As Get Your Guide’s Head of Payments and Fraud Dennis Koehler puts it, finance automation makes staying in control dead easy:
I can set rules, decide who’s allowed to do what, set up automatic instant funding, budgeting, and disable particular expense categories or geographical locations.
Finance automation tools also integrate with other software, allowing you to get even more functionality. For example, you can connect Soldo to accounting software such as Sage, Netsuite, or Xero and import variable spend and project-related transactions with a few clicks. This saves hours of manual data input.

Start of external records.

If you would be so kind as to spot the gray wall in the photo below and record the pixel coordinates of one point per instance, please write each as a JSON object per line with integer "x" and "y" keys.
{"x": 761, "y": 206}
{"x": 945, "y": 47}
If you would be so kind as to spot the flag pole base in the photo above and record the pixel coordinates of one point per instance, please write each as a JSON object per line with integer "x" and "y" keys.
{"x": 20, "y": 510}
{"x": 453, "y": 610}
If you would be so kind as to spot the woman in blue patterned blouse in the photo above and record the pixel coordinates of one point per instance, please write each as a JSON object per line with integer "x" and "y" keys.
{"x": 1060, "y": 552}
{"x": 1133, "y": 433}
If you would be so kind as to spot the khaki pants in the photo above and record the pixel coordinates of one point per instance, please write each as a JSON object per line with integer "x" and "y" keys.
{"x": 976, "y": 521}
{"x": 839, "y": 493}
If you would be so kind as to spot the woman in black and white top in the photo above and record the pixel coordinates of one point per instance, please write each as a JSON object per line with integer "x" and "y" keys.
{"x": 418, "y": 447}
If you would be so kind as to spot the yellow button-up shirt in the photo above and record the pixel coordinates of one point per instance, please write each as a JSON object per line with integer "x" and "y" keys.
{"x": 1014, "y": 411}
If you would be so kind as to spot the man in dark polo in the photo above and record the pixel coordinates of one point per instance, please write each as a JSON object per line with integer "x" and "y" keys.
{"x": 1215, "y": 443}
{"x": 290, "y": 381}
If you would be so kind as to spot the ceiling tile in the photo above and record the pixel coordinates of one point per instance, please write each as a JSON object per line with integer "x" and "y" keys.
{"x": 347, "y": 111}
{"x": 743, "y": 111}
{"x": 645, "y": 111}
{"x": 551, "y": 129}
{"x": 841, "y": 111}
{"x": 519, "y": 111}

APIs also allow you to link finance automation tools to business intelligence software or enterprise resource planning platforms such as Tableau, FinancialForce, or Microsoft Dynamics. And if you put your finance automation data through these tools, you can get even more value out of it.
With accurate records connected to systems that put that data to work, the possibilities are endless. It’s not just about curbing waste. If you have insights from accurate, to-the- minute data, you can strike better deals and make more accurate plans and forecasts.
Final word: automation is the future of finance. Is your business ready?
Soldo’s CEO Carlo Gualandri observes:
‘The finance function is the custodian of the fuel that powers the engine of business.’
Finance teams can see the whole picture. So it’s not surprising that they’re being asked to take on an ever more strategic role.
But the guidance finance can offer business leaders can only be as well-informed as the data it’s based on. And, unfortunately, many of the tools and processes you’re used to relying on to do the job simply can’t meet the needs of today’s businesses.
Finance automation tools can change the way you work by giving you access to accurate, real time data that’ll unlock insights you’ve never had access to before. The upshot is a more valuable and fulfilling role for your team, and more agility and greater profitability for the business.